Landau served as executive vice president of feature film production at 20th Century Fox in the early 1990s before leaving that post to work as James Cameron’s right-hand man and producing partner for decades – starting with 1997’s “Titanic”.
Next month, a memoir he wrote titled “The Bigger Picture” will be published posthumously and now an excerpt has gone online via Variety which looks at how the ovewhelmingly negative buzz surrounding “Titanic” was changed – and it all came down to a very long trailer.
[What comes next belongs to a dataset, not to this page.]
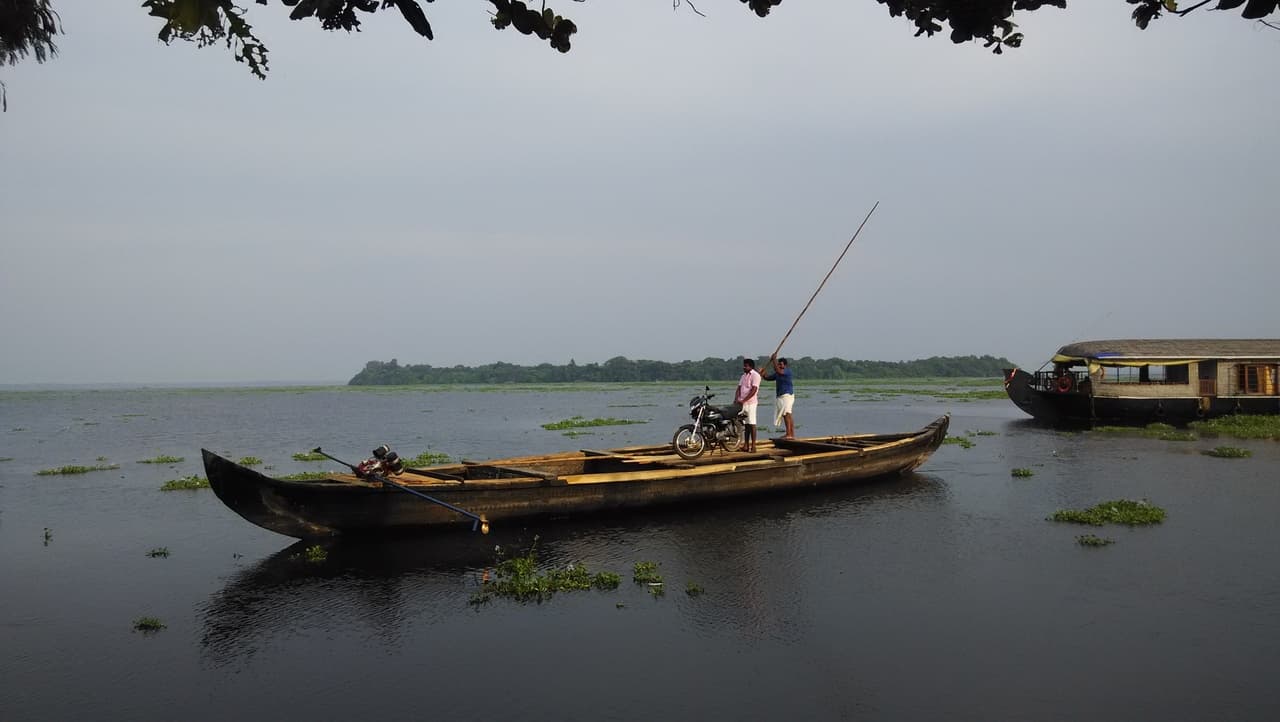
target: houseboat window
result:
[1235,364,1280,396]
[1102,364,1190,384]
The “Titanic” trailer was famously long – clocking in at 242 seconds, when most trailers at the time were restricted by the MPA to be no longer than 150 seconds and anything over required special dispensation from them. Landau says even then, it all came down to the trailer screening at ShoWest (now CinemaCon):
“We ultimately convinced Sherry Lansing, Paramount’s chairperson and CEO, to veto her own distribution department and let us test our trailer at ShoWest…
Our trailer was long. To us, it seemed proportionate to the length of the movie. And necessary. It was the first footage almost anyone outside the studio and production team had seen of “Titanic.” The stakes were high. Everyone was tense. We’d spent five years and $200 million. At times, it seemed like the whole world was rooting for us to fail.
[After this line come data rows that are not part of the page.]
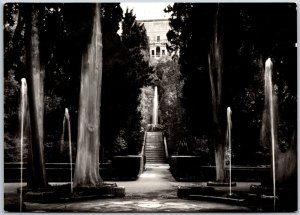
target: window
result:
[156,46,160,57]
[151,50,154,57]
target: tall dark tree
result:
[166,3,296,168]
[24,5,47,189]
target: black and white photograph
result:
[2,1,299,213]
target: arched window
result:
[156,46,160,57]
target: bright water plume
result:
[263,58,276,210]
[226,107,232,195]
[60,108,73,193]
[152,86,158,126]
[19,78,28,212]
[73,3,103,187]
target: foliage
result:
[166,3,296,164]
[4,3,152,161]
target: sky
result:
[121,2,173,20]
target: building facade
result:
[138,19,170,60]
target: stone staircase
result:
[145,132,166,164]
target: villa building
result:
[138,19,170,61]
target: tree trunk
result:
[25,5,47,189]
[208,7,225,181]
[74,4,103,187]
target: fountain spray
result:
[227,107,232,196]
[60,108,73,193]
[152,86,158,126]
[20,78,27,212]
[265,58,276,211]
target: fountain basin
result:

Rae Sanchini [executive producer] and I sat at Paramount’s table at ShoWest with some of their top executives and biggest names, including Kurt Russell, the star of their upcoming film ‘Breakdown’. I sat nervously as our trailer played in that banquet hall in Las Vegas, and just as it ended, Kurt Russell loudly announced, ‘I’d pay ten dollars just to see that trailer again’.”
The special dispensation came from the MPA shortly after, and then the trailer was unleashed upon the world. It changed everything: “from that day on, every negative article about the film ended with the sentiment that the movie might actually be good. It was a real turning point.”
The full “The Bigger Picture” book will release on November 4th.